Privacy-Preserving Record Linkage: Cryptography, Unicode, and Matching In the Dark

Gandhinath Swaminathan
6 days ago
9 min read

Updated: 4 days ago

If you are trying to link sensitive data across organizational boundaries, standard hashing and basic encryption are no longer enough to protect you from compliance risks or guarantee accurate matches.

To solve this, you need Privacy-Preserving Record Linkage (PPRL), and this post breaks down exactly how to architect it to match normalized strings across two organizations without either side seeing the other's data.

This Post At a Glance

The Thread: 
Part 1 Blog post "The hidden complexity of text: A close look at Unicode normalization for entity resolution" established that strings are not reliable until normalized at the byte layer.
Part 2 Blog post titled "The infrastructure behind global text: I18N, ICU, and why Rust does it differently" explains how ICU4X enforces those rules in production with zero-copy internationalization. 
This blog post is an integral part of our 4-part series on Unicode, I18N, and Entity Resolution.

The problem: Healthcare networks, judicial agencies, and government registries hold records about the same people. Linking those records drives research, policy, and safety outcomes.

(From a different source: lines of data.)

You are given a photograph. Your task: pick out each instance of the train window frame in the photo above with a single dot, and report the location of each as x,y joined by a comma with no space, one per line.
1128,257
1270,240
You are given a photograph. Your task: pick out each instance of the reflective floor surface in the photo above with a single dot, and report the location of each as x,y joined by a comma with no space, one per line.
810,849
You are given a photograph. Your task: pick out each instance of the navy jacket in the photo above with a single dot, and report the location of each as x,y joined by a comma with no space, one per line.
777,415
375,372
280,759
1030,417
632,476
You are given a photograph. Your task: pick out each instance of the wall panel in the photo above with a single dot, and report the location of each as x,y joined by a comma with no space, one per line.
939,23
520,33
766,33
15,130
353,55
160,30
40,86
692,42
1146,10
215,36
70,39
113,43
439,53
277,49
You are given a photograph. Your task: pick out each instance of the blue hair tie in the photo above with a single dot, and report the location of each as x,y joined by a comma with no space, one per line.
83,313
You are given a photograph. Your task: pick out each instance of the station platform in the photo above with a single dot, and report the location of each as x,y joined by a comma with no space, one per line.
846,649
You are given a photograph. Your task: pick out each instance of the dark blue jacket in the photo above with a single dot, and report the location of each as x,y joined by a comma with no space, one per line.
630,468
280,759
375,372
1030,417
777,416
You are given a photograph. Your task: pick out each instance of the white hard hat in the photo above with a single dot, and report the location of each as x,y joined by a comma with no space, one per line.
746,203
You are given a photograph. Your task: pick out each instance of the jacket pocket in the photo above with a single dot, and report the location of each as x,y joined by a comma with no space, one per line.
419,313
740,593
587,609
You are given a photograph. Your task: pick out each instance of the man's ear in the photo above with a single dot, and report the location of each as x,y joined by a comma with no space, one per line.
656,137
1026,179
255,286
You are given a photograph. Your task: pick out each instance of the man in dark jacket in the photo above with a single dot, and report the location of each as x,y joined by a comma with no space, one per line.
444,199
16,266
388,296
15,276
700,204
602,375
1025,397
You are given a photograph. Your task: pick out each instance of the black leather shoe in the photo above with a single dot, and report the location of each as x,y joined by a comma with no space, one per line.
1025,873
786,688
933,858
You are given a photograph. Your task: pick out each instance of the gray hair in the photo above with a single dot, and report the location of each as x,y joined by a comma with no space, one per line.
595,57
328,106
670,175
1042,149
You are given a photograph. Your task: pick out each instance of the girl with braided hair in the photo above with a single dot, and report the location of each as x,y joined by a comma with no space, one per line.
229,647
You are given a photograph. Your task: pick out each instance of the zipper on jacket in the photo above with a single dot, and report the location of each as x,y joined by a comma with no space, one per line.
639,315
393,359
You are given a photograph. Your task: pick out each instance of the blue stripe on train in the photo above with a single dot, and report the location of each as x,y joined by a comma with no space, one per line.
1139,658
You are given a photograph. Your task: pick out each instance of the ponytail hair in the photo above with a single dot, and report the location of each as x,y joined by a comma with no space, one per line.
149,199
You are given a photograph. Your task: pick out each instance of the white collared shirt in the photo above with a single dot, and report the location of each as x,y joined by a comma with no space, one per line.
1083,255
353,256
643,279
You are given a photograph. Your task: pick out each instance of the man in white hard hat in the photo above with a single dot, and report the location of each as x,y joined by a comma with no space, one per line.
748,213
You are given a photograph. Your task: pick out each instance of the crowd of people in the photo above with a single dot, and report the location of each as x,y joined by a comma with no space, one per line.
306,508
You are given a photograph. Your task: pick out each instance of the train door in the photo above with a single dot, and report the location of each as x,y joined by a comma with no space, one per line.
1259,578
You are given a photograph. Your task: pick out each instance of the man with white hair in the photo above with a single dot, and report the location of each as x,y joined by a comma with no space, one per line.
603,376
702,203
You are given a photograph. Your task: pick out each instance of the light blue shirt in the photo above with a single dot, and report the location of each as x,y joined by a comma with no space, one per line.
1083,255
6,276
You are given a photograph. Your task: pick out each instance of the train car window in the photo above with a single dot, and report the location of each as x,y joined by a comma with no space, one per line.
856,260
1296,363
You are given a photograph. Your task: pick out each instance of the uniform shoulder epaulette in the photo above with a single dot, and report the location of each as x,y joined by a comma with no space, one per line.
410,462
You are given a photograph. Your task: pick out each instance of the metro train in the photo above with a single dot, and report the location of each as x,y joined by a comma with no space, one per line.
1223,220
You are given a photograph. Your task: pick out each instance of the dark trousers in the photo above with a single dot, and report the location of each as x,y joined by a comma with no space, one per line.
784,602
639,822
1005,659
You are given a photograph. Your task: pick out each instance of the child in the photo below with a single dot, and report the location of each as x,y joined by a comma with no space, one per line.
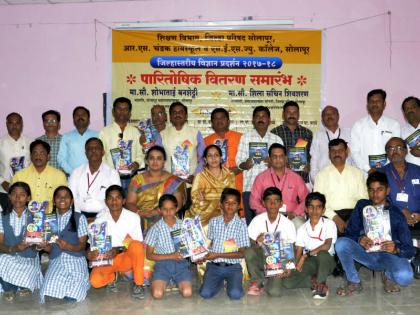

Sharing the raw names and identifiers to do so is illegal under HIPAA and GDPR and creates irreversible privacy risk.

The solution class: Privacy-Preserving Record Linkage (PPRL) allows two parties to determine which of their records refer to the same real-world entity while learning nothing about each other's data beyond the linkage result.

The mechanism: Encode each identifier into a cryptographic bit vector — a Bloom filter — using HMAC-keyed hash functions. Exchange bit vectors. Compute similarity. Never exchange plaintext.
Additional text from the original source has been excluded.